What is the definition of an extremum of a function? In calculus extremum is a common topic, but I don't understand what it is. What is the use of this extremum, especially in practical life?    
 A: EDIT: As to what an extrema is:  Extrema are maximums and minimums--over its whole "lifetime" how high and how low does a function go?
Original post:
Many, many processes in "real life" can be represented by functions.  These applications can range in topic from physics (for example, the velocity of an object), to financial (cost to produce a certain quantity of goods), to the mundane (how much water you use per day, on an average basis).
Finding the extreme values of the functions is done whenever knowing the max or min is necessary.  For example--how high will my model rocket go?  That's a calculus problem.
Another example would be to find the maximal profit you can earn with a certain production method.  Or, what is the maximal volume of a box that uses a fixed amount of material (or even a minimal amount of material)?  What is the minimum amount of fencing to be used for your cattle herd?
These are just some simple examples--there are thousands of applications out there, it is just a matter of finding a process and needing to maximize or minimize its output.
A: In analysis of differentiable real-valued functions of a single argument, an extremum is usually defined to be a place where the derivative is zero.

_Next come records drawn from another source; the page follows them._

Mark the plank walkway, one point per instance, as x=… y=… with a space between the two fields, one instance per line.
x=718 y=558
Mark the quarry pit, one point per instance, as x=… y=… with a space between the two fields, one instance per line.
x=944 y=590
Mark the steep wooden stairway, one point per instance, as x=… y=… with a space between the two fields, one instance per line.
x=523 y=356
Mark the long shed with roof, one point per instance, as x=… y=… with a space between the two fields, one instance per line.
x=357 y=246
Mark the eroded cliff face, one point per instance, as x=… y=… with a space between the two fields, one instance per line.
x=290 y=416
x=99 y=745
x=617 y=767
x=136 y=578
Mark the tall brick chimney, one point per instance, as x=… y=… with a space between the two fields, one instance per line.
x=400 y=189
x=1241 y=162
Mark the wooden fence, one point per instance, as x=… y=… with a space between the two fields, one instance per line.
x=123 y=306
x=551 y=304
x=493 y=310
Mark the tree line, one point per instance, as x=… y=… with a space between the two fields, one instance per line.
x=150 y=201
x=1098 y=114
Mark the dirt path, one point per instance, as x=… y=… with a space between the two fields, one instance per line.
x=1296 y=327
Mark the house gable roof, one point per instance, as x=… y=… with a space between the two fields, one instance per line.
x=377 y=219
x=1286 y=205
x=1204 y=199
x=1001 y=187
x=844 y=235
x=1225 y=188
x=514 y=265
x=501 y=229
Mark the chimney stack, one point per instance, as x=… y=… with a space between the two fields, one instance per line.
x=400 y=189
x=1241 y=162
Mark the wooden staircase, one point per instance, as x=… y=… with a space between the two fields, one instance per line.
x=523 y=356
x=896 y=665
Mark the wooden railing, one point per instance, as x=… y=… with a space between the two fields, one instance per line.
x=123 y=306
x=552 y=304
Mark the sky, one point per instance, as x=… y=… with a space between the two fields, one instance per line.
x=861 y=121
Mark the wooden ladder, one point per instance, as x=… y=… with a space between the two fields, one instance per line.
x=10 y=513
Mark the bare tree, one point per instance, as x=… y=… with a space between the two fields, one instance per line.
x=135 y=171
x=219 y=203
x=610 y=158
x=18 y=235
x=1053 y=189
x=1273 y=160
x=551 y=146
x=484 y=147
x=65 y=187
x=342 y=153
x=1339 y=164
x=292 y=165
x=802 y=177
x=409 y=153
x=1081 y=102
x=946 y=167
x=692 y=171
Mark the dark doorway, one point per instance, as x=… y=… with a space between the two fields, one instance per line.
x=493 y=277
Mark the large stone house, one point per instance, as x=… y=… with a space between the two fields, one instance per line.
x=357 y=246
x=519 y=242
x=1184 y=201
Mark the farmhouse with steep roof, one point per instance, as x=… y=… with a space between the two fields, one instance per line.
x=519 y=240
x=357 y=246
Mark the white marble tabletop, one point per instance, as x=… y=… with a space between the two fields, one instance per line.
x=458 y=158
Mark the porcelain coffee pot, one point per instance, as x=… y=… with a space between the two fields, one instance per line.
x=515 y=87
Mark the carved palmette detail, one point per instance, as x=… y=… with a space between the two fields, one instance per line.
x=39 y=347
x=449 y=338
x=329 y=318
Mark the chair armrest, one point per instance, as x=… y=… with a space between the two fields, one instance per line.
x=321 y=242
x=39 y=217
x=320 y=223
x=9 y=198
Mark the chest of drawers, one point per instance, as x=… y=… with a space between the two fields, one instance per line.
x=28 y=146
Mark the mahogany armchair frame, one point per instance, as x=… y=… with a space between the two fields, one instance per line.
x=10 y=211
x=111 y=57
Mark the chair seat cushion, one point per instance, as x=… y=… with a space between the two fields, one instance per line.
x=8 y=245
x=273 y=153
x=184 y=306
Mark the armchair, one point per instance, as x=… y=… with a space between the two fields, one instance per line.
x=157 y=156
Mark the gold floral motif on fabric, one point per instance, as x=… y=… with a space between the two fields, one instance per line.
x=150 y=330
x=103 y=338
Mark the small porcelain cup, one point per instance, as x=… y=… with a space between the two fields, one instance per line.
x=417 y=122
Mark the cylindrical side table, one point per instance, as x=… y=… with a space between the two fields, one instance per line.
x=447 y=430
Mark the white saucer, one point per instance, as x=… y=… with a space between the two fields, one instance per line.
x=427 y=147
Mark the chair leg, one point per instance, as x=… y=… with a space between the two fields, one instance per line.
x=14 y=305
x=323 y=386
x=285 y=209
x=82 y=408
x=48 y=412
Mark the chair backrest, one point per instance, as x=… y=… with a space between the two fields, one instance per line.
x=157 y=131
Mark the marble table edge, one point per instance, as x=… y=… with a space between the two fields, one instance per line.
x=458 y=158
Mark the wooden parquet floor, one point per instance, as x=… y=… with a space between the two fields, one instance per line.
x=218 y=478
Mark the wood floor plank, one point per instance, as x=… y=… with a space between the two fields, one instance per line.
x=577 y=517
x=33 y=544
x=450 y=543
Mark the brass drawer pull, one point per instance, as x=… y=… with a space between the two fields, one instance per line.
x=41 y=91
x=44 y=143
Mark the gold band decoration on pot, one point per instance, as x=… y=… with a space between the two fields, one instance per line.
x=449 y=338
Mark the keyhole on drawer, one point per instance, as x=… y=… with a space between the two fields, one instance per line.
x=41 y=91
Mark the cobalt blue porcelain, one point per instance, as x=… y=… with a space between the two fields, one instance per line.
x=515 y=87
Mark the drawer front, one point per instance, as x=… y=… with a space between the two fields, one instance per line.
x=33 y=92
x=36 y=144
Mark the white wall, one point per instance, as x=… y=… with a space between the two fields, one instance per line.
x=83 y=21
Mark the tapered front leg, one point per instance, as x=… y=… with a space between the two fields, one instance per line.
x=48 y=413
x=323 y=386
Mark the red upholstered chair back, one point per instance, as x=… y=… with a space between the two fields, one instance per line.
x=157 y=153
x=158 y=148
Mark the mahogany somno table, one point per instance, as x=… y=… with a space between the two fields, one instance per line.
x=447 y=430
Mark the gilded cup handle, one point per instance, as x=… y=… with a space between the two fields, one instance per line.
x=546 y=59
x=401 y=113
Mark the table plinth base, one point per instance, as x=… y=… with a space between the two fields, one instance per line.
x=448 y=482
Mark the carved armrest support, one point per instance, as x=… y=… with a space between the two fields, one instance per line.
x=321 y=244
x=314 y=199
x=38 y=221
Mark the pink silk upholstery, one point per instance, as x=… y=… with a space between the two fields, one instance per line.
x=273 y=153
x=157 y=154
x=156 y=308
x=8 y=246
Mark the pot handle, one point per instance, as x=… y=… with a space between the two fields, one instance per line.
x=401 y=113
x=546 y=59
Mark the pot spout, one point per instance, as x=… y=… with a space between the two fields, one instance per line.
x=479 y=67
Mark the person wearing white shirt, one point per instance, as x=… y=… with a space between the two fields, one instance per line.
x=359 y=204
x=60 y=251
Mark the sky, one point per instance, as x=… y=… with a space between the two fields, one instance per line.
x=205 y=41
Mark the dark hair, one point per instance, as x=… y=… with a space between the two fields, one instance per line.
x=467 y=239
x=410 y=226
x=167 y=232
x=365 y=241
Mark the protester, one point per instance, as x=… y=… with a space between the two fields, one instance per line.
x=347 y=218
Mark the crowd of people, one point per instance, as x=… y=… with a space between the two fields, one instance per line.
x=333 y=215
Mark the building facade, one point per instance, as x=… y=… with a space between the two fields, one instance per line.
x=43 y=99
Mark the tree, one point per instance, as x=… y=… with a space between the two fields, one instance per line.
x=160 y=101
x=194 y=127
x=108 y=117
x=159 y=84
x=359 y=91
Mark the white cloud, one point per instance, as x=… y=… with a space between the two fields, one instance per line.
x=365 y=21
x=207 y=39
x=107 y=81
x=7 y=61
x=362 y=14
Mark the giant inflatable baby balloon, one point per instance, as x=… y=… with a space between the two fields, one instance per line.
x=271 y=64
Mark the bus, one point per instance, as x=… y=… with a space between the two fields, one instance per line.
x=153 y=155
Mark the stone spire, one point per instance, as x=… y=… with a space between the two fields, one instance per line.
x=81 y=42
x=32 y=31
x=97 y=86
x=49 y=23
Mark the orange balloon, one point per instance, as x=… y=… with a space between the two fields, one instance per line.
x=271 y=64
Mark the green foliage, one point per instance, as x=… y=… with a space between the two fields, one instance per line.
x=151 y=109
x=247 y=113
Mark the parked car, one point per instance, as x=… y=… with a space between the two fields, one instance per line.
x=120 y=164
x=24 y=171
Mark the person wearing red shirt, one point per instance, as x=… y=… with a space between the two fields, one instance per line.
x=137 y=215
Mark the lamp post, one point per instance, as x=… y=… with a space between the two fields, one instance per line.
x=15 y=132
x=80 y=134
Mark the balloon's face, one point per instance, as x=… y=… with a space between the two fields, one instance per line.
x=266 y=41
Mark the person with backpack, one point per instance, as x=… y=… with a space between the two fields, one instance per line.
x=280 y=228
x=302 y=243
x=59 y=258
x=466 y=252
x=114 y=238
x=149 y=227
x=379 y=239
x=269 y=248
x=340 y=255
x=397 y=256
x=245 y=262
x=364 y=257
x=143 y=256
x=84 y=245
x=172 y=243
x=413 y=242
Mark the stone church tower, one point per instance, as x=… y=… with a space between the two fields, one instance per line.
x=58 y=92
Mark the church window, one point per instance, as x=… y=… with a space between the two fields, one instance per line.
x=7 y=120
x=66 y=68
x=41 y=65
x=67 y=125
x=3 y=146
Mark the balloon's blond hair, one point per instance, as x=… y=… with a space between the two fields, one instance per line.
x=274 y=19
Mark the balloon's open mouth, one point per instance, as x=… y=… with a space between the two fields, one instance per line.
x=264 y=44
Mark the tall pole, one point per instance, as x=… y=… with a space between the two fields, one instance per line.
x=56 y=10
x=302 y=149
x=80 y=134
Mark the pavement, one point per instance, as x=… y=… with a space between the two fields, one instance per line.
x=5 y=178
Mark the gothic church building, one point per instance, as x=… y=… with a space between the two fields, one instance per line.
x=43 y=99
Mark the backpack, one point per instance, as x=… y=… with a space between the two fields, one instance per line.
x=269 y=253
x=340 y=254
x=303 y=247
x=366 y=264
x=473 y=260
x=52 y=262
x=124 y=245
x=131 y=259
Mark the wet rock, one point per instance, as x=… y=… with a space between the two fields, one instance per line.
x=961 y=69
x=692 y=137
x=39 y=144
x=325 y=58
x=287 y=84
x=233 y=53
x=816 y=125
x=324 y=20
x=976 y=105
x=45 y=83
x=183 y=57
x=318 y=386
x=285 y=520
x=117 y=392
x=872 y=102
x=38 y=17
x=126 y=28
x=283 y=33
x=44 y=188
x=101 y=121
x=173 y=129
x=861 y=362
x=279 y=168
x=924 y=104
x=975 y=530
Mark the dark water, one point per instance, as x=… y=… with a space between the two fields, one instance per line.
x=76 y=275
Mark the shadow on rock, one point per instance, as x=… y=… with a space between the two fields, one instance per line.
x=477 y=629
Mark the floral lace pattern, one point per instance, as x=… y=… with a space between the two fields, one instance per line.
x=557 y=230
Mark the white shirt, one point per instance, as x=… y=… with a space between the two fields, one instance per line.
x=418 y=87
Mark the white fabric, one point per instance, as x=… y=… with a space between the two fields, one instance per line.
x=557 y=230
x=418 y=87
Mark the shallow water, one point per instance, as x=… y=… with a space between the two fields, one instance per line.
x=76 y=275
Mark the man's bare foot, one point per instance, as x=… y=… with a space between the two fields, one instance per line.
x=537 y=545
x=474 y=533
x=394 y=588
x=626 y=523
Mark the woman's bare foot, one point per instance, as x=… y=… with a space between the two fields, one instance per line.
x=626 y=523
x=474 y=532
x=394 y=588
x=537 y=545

$$ x_0 \text{ is an extremum of } f(x) \text{ iff } f'(x_0) = 0 $$
To identify an extremum as a local maximum, minimum or an inflection point, you look at the second derivative:
$$ x_0 \text{ is a local maximum of } f(x) \text{ iff } f'(x_0)=0\text{ and } f''(x_0)<0  $$
$$ x_0 \text{ is a local minimum of } f(x) \text{ iff } f'(x_0)=0\text{ and } f''(x_0)>0  $$
$$ x_0 \text{ is an inflection point of } f(x) \text{ iff } f'(x_0)= f''(x_0) = 0  $$
A: An extremum (plural: extrema) is a maximum (plural: maxima) or a minimum.
Let $f$ be a function on $I\subset\mathbb{R}$ and let $x_0\in\ I$. We say that $f$ have a local maximum (resp. local minimum) at $x_0$ if $f(x)<f(x_0)$ (resp. $f(x)>f(x_0)$) in the strict neighborhood of $x_0$ (i.e. $|x-x_0|<\epsilon$ for some $\epsilon>0$ and $x\not=x_0$).
$f$ have a global maximum (resp. global minimum) at $x_0$ if $f(x)<f(x_0)$ (resp. $f(x)>f(x_0)$) for all $x\in I$.
The definitions are clear but the problem of finding $x_0$ directly from the definition is often very difficult so we usually use the techniques of calculus (the use of derivatives).
Note: if $I$ is compact then $f$ has a global maximum and a global minimum.